Distribution Ratios for Neutralized Amines

Amine Distribution Ratio
Morpholine 0.4
Diethylaminoethanol 1.7
Dimethylisopropanolamine 1.7
Cyclohexylamine 4.0
Ammonia 10.0

For example, because of its distribution ratio, morpholine is an excellent choice for plants that have operating turbines. It begins to leave the gaseous phase as the first condensation occurs in the wet end of the turbine. Conversely, cyclohexylamine will preferentially stay with the steam for a longer period of time. Blends of these amines or others are most desirable for plants with extensive condensate systems.

Filming Amines. Filming amines function by forming a protective barrier against both oxygen and carbon dioxide attack. These amines form films directly with the condensate line metal and develop a barrier to prevent contact of the corrosive condensate with the return piping. By design, film formers have been developed to function best at a pH of 5.5-7.5. In addition, these amines are highly surface-active and will slough loosely adherent iron oxide and other corrosion products back to receiving points or to the boiler. Care must be exercised with the feed of filming amines.

Combination Amines. Over the past several years, combinations of filming and neutralizing amines have been shown to be extremely effective, particularly in complex systems. While the combination amine is still functionally a filmer, the neutralizing amine portions provide for reduction in fouling potential and more uniform coverage of the filmer.
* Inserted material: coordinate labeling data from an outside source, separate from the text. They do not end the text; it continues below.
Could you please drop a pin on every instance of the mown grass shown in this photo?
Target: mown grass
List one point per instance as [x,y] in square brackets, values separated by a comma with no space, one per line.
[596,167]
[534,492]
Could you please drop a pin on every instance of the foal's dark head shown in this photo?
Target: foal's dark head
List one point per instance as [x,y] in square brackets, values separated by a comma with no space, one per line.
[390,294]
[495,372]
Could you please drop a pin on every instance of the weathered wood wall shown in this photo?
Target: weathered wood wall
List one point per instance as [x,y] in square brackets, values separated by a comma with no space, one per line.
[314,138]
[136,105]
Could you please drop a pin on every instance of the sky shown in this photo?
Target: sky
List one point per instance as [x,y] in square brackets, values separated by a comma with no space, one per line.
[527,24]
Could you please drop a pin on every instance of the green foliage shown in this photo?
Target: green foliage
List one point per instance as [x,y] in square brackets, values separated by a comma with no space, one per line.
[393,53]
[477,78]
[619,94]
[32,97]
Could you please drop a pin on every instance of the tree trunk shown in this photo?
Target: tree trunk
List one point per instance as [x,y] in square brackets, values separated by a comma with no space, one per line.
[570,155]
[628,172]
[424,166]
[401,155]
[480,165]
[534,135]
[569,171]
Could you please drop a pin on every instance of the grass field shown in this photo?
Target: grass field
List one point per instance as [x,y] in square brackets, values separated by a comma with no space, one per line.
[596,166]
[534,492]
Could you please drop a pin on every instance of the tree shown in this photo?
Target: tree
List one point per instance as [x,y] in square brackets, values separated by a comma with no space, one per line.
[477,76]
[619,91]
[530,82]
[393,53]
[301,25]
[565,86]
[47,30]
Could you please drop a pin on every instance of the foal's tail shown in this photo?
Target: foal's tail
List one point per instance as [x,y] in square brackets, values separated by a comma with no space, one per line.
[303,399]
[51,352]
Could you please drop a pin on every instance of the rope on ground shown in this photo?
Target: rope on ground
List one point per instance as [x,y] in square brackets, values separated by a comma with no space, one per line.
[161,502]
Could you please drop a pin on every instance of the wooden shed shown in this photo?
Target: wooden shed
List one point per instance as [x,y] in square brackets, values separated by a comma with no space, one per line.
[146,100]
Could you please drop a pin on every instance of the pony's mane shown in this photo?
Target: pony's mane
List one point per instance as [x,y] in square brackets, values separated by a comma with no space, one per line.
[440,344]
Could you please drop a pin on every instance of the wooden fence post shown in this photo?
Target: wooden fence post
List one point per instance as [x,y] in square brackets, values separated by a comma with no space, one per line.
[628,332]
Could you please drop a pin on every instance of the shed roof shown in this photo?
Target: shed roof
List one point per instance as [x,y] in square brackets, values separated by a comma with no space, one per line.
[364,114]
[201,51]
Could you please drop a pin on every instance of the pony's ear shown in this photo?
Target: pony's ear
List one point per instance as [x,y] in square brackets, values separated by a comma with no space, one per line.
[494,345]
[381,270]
Filming amines and combination amines are generally fed to steam headers. Dosages are based on steam production.

Control of oxygen attack can be accomplished through the proper selection of filming amine programs. In addition, hydrazine has been injected into condensate systems to protect against oxygen attack.

General Commentary

Failure Analysis

While some failure analysis was discussed earlier in this Chapter, the following is a summary of the typical types of boiler failures.

Metallurgical Failures and Analysis

Elevated Temperature Failure. Temperature failure can occur through rapid overheating or long-term overheating. Rapid overheating is characterized by thin-lipped ruptures and complete microstructural transformation due to overheating to above 1333 ºF . It is typically caused by starvation of a tube due to a blockage or rapid start-ups

Fatigue Failures. Fatigue cracking is caused by cyclic stresses. Typical causes are:

1. Vibration (failure usually occurs near an unyielding restraint)

2. Thermal expansion /contraction of boiler tubing (cracking can occur along entire tube length)

Metallographic examination of the cracking will reveal transcrystalline, unbranched cracks.

Caustic Embrittlement. Caustic embrittlement is a form of stress corrosion cracking that occurs in mild and low alloy steel due to the conjugant action of an enduring tensile stress and concentrated solution of sodium hydroxide.

The stress may be residual (from welding or prior cold work) or applied. Metallographic examination shows continuous, branched, intergranular cracking.

Corrosion Failure. Corrosion failure occurs as pitting, thinning or gouging.

Pitting corrosion can occur due to the presence of free oxygen entering the boiler with the feed water as a result of incomplete deaeration and/or chemical scavenging. Oxygen pitting can also occur during downtime due to improper storage procedures. Plating of copper metal onto a boiler tube side during acid-cleaning can also result in pitting due to dissimilar metal corrosion.

General corrosion or thinning can occur due to:

1. Acid attack

2. Chelant attack

3. Steam blanketing (localized to the hot side of the tubing)

Caustic gouging typically occurs under deposits due to the concentration of sodium hydroxide via evaporation of the boiler water. Caustic attack can also occur in conjunction with steam blanketing.

Optimum Approach to Boiler Water Treatment

There are many ways to approach the selection of a sound and effective internal boiler water treatment program. Above all, the best selection can be made with a proper understanding of system design, capabilities, water chemistry and common sense.